By default Episerver Find indexes content before it is published. Although it is easy to avoid unpublished content from being served as search results, potentially secret information not yet available for the public is sent to the indexing service outside of the office. Therefore we decided not to allow documents being indexed before publication. We also needed the possibility to occasionally exclude pages and files from being indexed. Another demand was to exclude files from the search results if the files weren’t linked.

I have seen two solutions approaching similar problems, written by Henrik Lindström and Erik Herlitz. What my solution adds is the ability to index files linked from nested blocks.

Content types that implements the ISearchable interface, as shown below, allow an editor to optionally exclude content from being indexed.

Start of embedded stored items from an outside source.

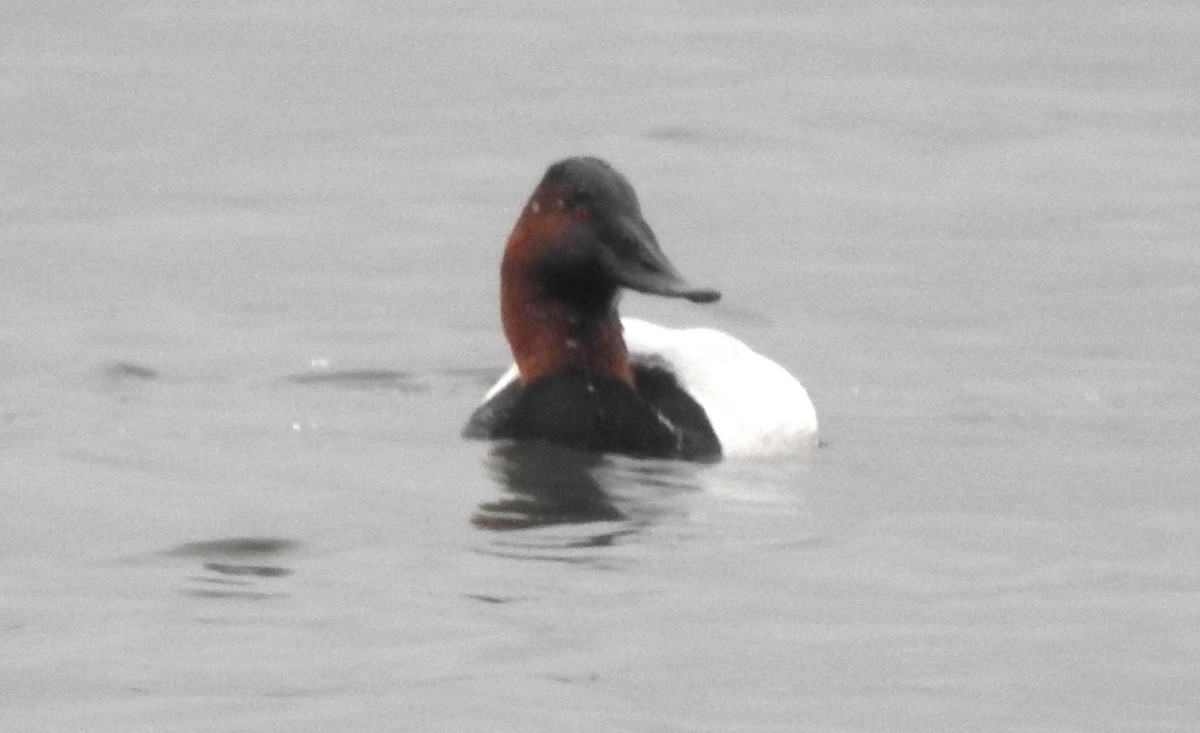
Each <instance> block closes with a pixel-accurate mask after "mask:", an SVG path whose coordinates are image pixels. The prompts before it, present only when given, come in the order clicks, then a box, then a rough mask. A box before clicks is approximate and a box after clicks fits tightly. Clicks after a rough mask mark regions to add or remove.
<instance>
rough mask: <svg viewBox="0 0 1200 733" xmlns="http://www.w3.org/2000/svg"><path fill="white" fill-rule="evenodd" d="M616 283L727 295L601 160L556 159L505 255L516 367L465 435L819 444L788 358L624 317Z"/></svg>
mask: <svg viewBox="0 0 1200 733" xmlns="http://www.w3.org/2000/svg"><path fill="white" fill-rule="evenodd" d="M622 288H630V289H632V290H638V292H641V293H649V294H654V295H662V296H667V298H682V299H686V300H690V301H692V302H697V304H707V302H713V301H715V300H718V299H719V298H720V293H718V292H716V290H713V289H708V288H696V287H692V286H690V284H689V283H688V282H686V281H684V280H683V277H680V276H679V274H678V272H677V271H676V269H674V266H673V265H672V264H671V262H670V260H668V259H667V258H666V256H664V254H662V251H661V250H660V248H659V244H658V240H656V239H655V236H654V232H653V230H652V229H650V227H649V224H647V223H646V220H644V218H643V217H642V211H641V206H640V204H638V202H637V194H636V193H635V192H634V187H632V186H631V185H630V184H629V181H628V180H625V176H623V175H622V174H620V173H618V172H617V170H616V169H613V168H612V167H611V166H610V164H608V163H606V162H604V161H601V160H599V158H594V157H574V158H566V160H563V161H559V162H557V163H554V164H552V166H551V167H550V168H548V169H547V170H546V174H545V176H544V178H542V179H541V182H540V184H539V185H538V187H536V188H535V190H534V192H533V196H530V197H529V200H528V203H527V204H526V206H524V209H523V210H522V211H521V216H520V217H518V218H517V223H516V226H515V227H514V229H512V234H510V235H509V240H508V245H506V247H505V250H504V259H503V262H502V264H500V320H502V323H503V326H504V335H505V337H506V338H508V342H509V346H510V347H511V349H512V356H514V360H515V362H516V364H515V365H514V366H512V367H511V368H510V369H509V371H508V373H505V374H504V375H503V377H502V378H500V379H499V381H497V383H496V385H494V386H493V387H492V389H491V390H490V391H488V392H487V393H486V395H485V396H484V402H482V403H481V404H480V405H479V407H478V408H476V409H475V411H474V414H472V416H470V419H469V420H468V422H467V426H466V428H464V429H463V435H466V437H468V438H480V439H498V440H504V439H508V440H544V441H547V443H554V444H559V445H568V446H571V447H578V449H583V450H589V451H598V452H616V453H625V455H631V456H640V457H654V458H684V459H692V461H714V459H718V458H720V457H721V456H722V455H724V456H732V455H752V453H772V452H781V451H787V450H792V449H797V447H799V446H804V445H810V444H811V443H812V441H814V439H815V435H816V429H817V420H816V413H815V410H814V408H812V402H811V401H810V399H809V396H808V392H806V391H805V390H804V387H803V386H802V385H800V383H799V381H797V380H796V378H793V377H792V375H791V374H788V373H787V371H786V369H784V368H782V367H781V366H779V365H778V364H775V362H774V361H772V360H769V359H767V358H766V356H762V355H760V354H757V353H755V352H752V350H751V349H750V348H749V347H746V346H745V344H744V343H742V342H740V341H738V340H737V338H733V337H732V336H728V335H726V334H722V332H720V331H715V330H712V329H684V330H676V329H666V328H662V326H658V325H654V324H650V323H647V322H643V320H637V319H632V318H625V319H622V318H620V317H619V316H618V313H617V300H618V295H619V293H620V289H622Z"/></svg>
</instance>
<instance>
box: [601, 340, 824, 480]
mask: <svg viewBox="0 0 1200 733" xmlns="http://www.w3.org/2000/svg"><path fill="white" fill-rule="evenodd" d="M622 323H623V325H624V326H625V344H626V346H628V347H629V353H630V358H631V359H632V360H634V361H635V362H643V364H655V365H660V366H665V367H667V368H670V369H671V371H672V372H673V373H674V375H676V378H677V379H678V380H679V384H680V386H683V389H684V390H685V391H686V392H688V393H689V395H691V396H692V397H694V398H695V399H696V402H698V403H700V405H701V407H703V408H704V411H706V413H708V419H709V421H710V422H712V423H713V429H714V431H715V432H716V437H718V439H720V441H721V450H722V451H724V453H725V455H726V456H738V455H742V456H748V455H766V453H779V452H787V451H793V450H797V449H800V447H805V446H809V445H811V444H812V443H815V440H816V433H817V414H816V410H815V409H814V407H812V401H811V399H809V393H808V391H806V390H805V389H804V385H802V384H800V383H799V381H798V380H797V379H796V378H794V377H792V375H791V374H790V373H787V369H785V368H784V367H781V366H779V365H778V364H775V362H774V361H772V360H770V359H767V358H766V356H763V355H762V354H758V353H757V352H755V350H752V349H751V348H750V347H748V346H746V344H744V343H742V342H740V341H738V340H737V338H734V337H732V336H730V335H728V334H724V332H721V331H716V330H713V329H667V328H664V326H660V325H655V324H653V323H648V322H644V320H641V319H637V318H623V319H622Z"/></svg>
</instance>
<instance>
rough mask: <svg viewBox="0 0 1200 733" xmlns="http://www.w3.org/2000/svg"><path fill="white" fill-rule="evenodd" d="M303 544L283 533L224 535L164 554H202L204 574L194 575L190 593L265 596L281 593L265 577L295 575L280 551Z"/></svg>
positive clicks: (188, 543)
mask: <svg viewBox="0 0 1200 733" xmlns="http://www.w3.org/2000/svg"><path fill="white" fill-rule="evenodd" d="M296 547H299V542H296V541H295V540H288V539H283V537H223V539H220V540H204V541H199V542H185V543H184V545H180V546H178V547H174V548H172V549H169V551H167V552H163V553H162V554H163V555H166V557H174V558H198V559H199V560H200V566H202V567H203V570H204V573H203V575H198V576H192V577H191V581H193V583H194V585H193V587H190V588H188V589H187V590H185V594H186V595H192V596H198V597H218V599H240V600H262V599H268V597H275V596H277V595H280V589H278V588H275V587H264V585H263V581H270V579H274V578H282V577H287V576H289V575H292V569H290V567H284V566H282V565H280V564H278V555H282V554H284V553H288V552H292V551H293V549H295V548H296Z"/></svg>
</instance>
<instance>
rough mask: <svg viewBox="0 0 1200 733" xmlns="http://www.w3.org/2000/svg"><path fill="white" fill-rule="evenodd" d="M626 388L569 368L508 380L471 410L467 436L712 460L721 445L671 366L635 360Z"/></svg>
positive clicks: (578, 447) (622, 386)
mask: <svg viewBox="0 0 1200 733" xmlns="http://www.w3.org/2000/svg"><path fill="white" fill-rule="evenodd" d="M634 381H635V385H636V386H634V387H631V386H629V385H628V384H626V383H624V381H622V380H619V379H617V378H614V377H608V375H602V374H590V373H586V372H583V371H581V369H571V371H566V372H562V373H558V374H553V375H551V377H545V378H542V379H539V380H538V381H534V383H533V384H529V385H523V384H521V383H520V381H516V380H514V381H512V384H509V385H508V386H506V387H504V389H503V390H500V391H499V392H498V393H497V395H496V396H493V397H492V398H491V399H488V401H487V402H485V403H484V404H481V405H480V407H479V409H476V410H475V413H474V414H473V415H472V416H470V420H468V421H467V427H466V428H463V435H466V437H467V438H480V439H492V440H545V441H547V443H556V444H559V445H568V446H570V447H577V449H582V450H589V451H598V452H613V453H625V455H629V456H638V457H646V458H684V459H689V461H712V459H716V458H719V457H720V456H721V444H720V441H719V440H718V439H716V433H714V432H713V426H712V423H710V422H709V421H708V415H707V414H706V413H704V408H702V407H701V405H700V404H698V403H697V402H696V401H695V399H692V398H691V396H689V395H688V393H686V392H685V391H684V390H683V389H682V387H680V386H679V381H678V380H677V379H676V378H674V375H673V374H671V372H668V371H666V369H664V368H660V367H647V366H635V367H634Z"/></svg>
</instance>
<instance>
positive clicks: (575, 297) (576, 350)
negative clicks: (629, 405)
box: [500, 157, 721, 381]
mask: <svg viewBox="0 0 1200 733" xmlns="http://www.w3.org/2000/svg"><path fill="white" fill-rule="evenodd" d="M622 288H629V289H631V290H638V292H641V293H648V294H652V295H662V296H666V298H683V299H686V300H690V301H692V302H702V304H703V302H713V301H715V300H718V299H719V298H720V296H721V294H720V293H719V292H716V290H713V289H709V288H696V287H692V286H691V284H689V283H688V282H686V281H685V280H684V278H683V277H682V276H680V275H679V272H678V271H677V270H676V269H674V265H672V264H671V262H670V260H668V259H667V258H666V256H665V254H662V250H661V248H659V242H658V239H656V238H655V236H654V232H653V230H652V229H650V226H649V224H648V223H646V220H644V218H643V217H642V210H641V205H640V204H638V202H637V194H636V193H635V192H634V187H632V186H631V185H630V184H629V181H628V180H625V176H623V175H622V174H620V173H618V172H617V170H616V169H614V168H613V167H612V166H610V164H608V163H606V162H604V161H601V160H599V158H594V157H572V158H565V160H562V161H558V162H557V163H554V164H552V166H551V167H550V168H547V169H546V174H545V175H544V176H542V179H541V182H540V184H538V187H536V188H535V190H534V192H533V194H532V196H530V197H529V200H528V203H527V204H526V206H524V209H523V210H522V212H521V216H520V218H518V220H517V223H516V226H515V227H514V229H512V234H511V235H510V236H509V241H508V246H506V247H505V251H504V260H503V263H502V266H500V311H502V319H503V322H504V331H505V335H506V336H508V340H509V344H510V346H511V347H512V353H514V356H515V358H516V361H517V367H518V369H520V372H521V378H522V379H523V380H526V381H528V380H532V379H535V378H538V377H540V375H544V374H545V373H548V372H552V371H554V369H557V368H563V367H564V366H571V365H576V366H582V367H583V368H588V369H594V371H606V372H612V373H616V374H617V375H619V377H620V378H623V379H626V380H628V379H631V375H630V374H631V372H630V369H629V365H628V355H626V353H625V346H624V341H623V340H622V338H620V322H619V320H618V319H617V312H616V301H617V295H618V294H619V292H620V289H622Z"/></svg>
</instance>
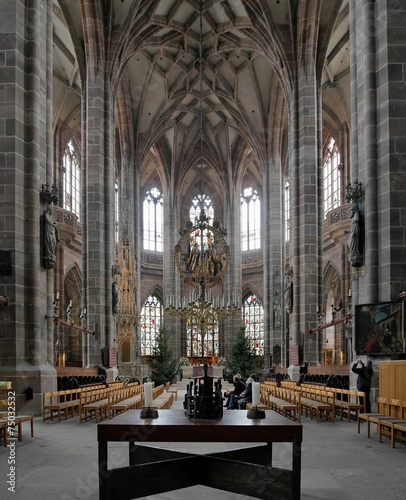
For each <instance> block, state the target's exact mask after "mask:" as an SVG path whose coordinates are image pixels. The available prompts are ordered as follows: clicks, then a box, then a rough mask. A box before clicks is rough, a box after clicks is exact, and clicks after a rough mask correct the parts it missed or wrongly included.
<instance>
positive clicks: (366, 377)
mask: <svg viewBox="0 0 406 500" xmlns="http://www.w3.org/2000/svg"><path fill="white" fill-rule="evenodd" d="M358 365H361V366H360V367H359V366H358ZM351 370H352V371H353V372H354V373H357V374H358V377H357V390H358V391H360V392H365V411H366V412H367V413H371V401H370V399H369V395H370V392H371V380H372V376H373V374H374V370H373V368H372V361H367V364H366V365H365V364H364V363H363V362H362V361H361V360H360V359H359V360H358V361H356V362H355V363H354V364H353V366H352V368H351ZM363 399H364V398H360V403H361V404H363V403H364V401H363Z"/></svg>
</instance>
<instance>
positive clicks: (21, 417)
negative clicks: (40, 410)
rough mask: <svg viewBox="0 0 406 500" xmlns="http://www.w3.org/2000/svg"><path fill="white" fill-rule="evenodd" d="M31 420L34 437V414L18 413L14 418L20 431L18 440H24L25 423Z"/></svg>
mask: <svg viewBox="0 0 406 500" xmlns="http://www.w3.org/2000/svg"><path fill="white" fill-rule="evenodd" d="M24 422H30V429H31V437H34V418H33V416H32V415H16V416H15V419H14V429H15V430H16V432H17V433H18V441H20V442H21V441H22V440H23V423H24Z"/></svg>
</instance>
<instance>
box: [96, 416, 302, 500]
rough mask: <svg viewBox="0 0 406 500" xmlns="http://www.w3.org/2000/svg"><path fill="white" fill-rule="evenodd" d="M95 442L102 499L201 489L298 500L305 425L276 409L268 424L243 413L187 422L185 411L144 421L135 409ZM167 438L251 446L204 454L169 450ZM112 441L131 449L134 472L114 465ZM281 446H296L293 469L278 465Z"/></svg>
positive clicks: (129, 459) (116, 420)
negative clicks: (288, 417)
mask: <svg viewBox="0 0 406 500" xmlns="http://www.w3.org/2000/svg"><path fill="white" fill-rule="evenodd" d="M97 439H98V448H99V499H100V500H129V499H133V498H141V497H145V496H149V495H158V494H160V493H163V492H165V491H174V490H177V489H180V488H187V487H189V486H194V485H196V484H201V485H204V486H208V487H211V488H217V489H221V490H224V491H228V492H232V493H238V494H240V495H246V496H252V497H255V498H261V499H263V500H276V499H284V500H299V499H300V478H301V443H302V425H301V424H298V423H296V422H292V421H290V420H289V419H287V418H285V417H282V416H280V415H278V414H277V413H275V412H273V411H271V410H268V411H266V418H264V419H249V418H247V413H246V412H245V411H243V410H241V411H229V412H226V414H225V415H224V417H223V418H222V419H217V420H216V419H211V420H204V419H193V418H187V417H186V416H185V414H184V412H183V411H180V410H162V411H160V412H159V417H158V418H156V419H142V418H141V412H140V410H129V411H127V412H125V413H122V414H121V415H118V416H116V417H114V418H113V419H111V420H108V421H105V422H101V423H99V424H98V426H97ZM168 440H170V441H171V442H174V443H198V442H200V443H228V442H230V443H249V444H250V447H244V448H237V449H231V450H230V449H228V450H225V451H218V452H214V451H213V452H211V453H208V454H204V455H200V454H194V453H188V452H183V451H182V452H181V451H175V450H171V449H168ZM114 441H117V442H121V443H122V442H125V443H128V457H129V465H128V466H125V467H119V468H112V469H111V468H109V467H108V464H109V458H108V454H109V446H108V443H109V442H114ZM281 442H286V443H290V448H291V450H290V451H291V456H290V457H289V460H288V462H290V463H291V467H290V469H280V468H276V467H274V466H273V464H272V462H273V457H272V445H273V443H281ZM150 443H162V445H161V446H158V447H151V446H149V445H150ZM112 450H114V447H112ZM112 450H110V451H112Z"/></svg>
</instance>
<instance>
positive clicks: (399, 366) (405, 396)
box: [379, 360, 406, 401]
mask: <svg viewBox="0 0 406 500" xmlns="http://www.w3.org/2000/svg"><path fill="white" fill-rule="evenodd" d="M379 396H380V397H382V398H389V399H402V400H404V401H406V360H402V361H381V362H380V363H379Z"/></svg>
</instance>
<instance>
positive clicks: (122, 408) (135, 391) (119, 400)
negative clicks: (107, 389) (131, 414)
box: [109, 385, 143, 418]
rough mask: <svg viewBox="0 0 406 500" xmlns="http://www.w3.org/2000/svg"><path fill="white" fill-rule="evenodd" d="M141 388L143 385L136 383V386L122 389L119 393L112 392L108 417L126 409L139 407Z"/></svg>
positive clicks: (124, 411) (109, 417) (140, 401)
mask: <svg viewBox="0 0 406 500" xmlns="http://www.w3.org/2000/svg"><path fill="white" fill-rule="evenodd" d="M142 390H143V386H140V385H137V387H130V388H127V389H123V390H122V391H121V392H119V393H113V394H112V395H111V399H110V404H109V418H113V417H114V416H116V415H118V414H119V413H124V412H125V411H128V410H135V409H139V408H141V407H142V401H143V394H142Z"/></svg>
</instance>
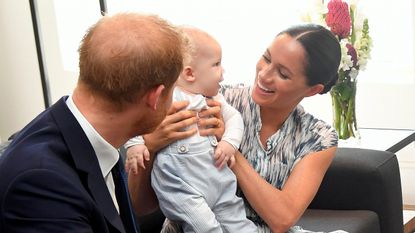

public interface ISearchable
{
  bool NotSearchable { get; set; }
}
    
[ContentType]
public class GenericMedia : MediaData, ISearchable
{
  public virtual bool NotSearchable { get; set; }
}

Callbacks are initialized in an InitializableModule. The callbacks will get executed either during full scheduled indexing or as a result of an event triggered by the CMS, such as a content being saved or published. To avoid endless recursion by cyclic references, there is a maximum depth (level) were the search for a containing page is terminated.


[InitializableModule]
[ModuleDependency(typeof(EPiServer.Web.InitializationModule))]
public class FindIndexFiltering : IInitializableModule
{
  private readonly List AcceptedFileExtensions = 
    new List() { "doc", "docx", "ppt", "pptx", "pdf", "xls", "xlsx" };

  public void Initialize(InitializationEngine context)
  {
    ContentIndexer.Instance.Conventions.ForInstancesOf().ShouldIndex(x => false);
    ContentIndexer.Instance.Conventions.ForInstancesOf()
      .ShouldIndex(ShouldIndexPagedata);
    ContentIndexer.Instance.Conventions.ForInstancesOf()
      .ShouldIndex(ShouldIndexContentMedia);
  }

  private bool IndexContainingPage(ContentReference cr, string language, int level)
  {
    if (level > 8)
    {
      return false;
    }

    var Repo = ServiceLocator.Current.GetInstance();
    IContent Cont;
    Repo.TryGet(cr,  out Cont);
    IVersionable Iv = Cont as IVersionable;

    if (Iv != null && !((Iv.StartPublish < DateTime.Now || Iv.StartPublish == null) && 
      (Iv.StopPublish > DateTime.Now || Iv.StopPublish == null)))
    {
      return false;
    }

    var Page = Cont as PageData;
    if (Page != null)
    {
      var i = Cont as ISearchable;
      if (i != null && i.NotSearchable)
      {
        return false;
      }
      return true;
    }

    var References = Repo.GetReferencesToContent(cr, false);
    foreach (var Ref in References)
    {
      if ((Ref.ReferencedLanguage == null || Ref.ReferencedLanguage.Name == Ref.OwnerLanguage.Name) && 
        IndexContainingPage(Ref.OwnerID, Ref.OwnerLanguage.Name, level + 1))
      {
        return true;
      }
    }
    return false;
  }

  private bool ShouldIndexContentMedia(IContentMedia file)
  {
    if (!AcceptedFileExtensions.Contains(file.SearchFileExtension().ToLowerInvariant()))
    {
      return false;
    }

    var IS = file as ISearchable;
    var NotSearchable = IS != null && IS.NotSearchable;
    if (!NotSearchable && IndexContainingPage(file.ContentLink, null, 0))
    {
      return true;
    }

    IEnumerable Result;
    ContentIndexer.Instance.TryDelete(file, out Result);
    return false;
  }

  private bool ShouldIndexPagedata(PageData page)
  {
    var IS = page as ISearchable;
    var NotSearchable = IS != null && IS.NotSearchable;
    if (!NotSearchable && page.CheckPublishedStatus(PagePublishedStatus.Published))
    {
      return true;
    }

    IEnumerable Result;
    ContentIndexer.Instance.TryDelete(page, out Result);
    return false;
  }

  public void Uninitialize(InitializationEngine context)
  {
  }
}

A page or a block containing a link to a file will trigger the indexing callback and cause the file to be indexed whenever the page or block is changed (saved, published etc.). However, a page or a block containing another block (e.g. via content area) with a link to a file will not trigger the indexing event of the file when changed. In order to have the file indexed in such a scenario, the block linking to the file, or the file itself (necessary if it is not a page file), has to be “touched” (e.g. by checking “Update modified date”). Of course, one can always wait for the full index job to run.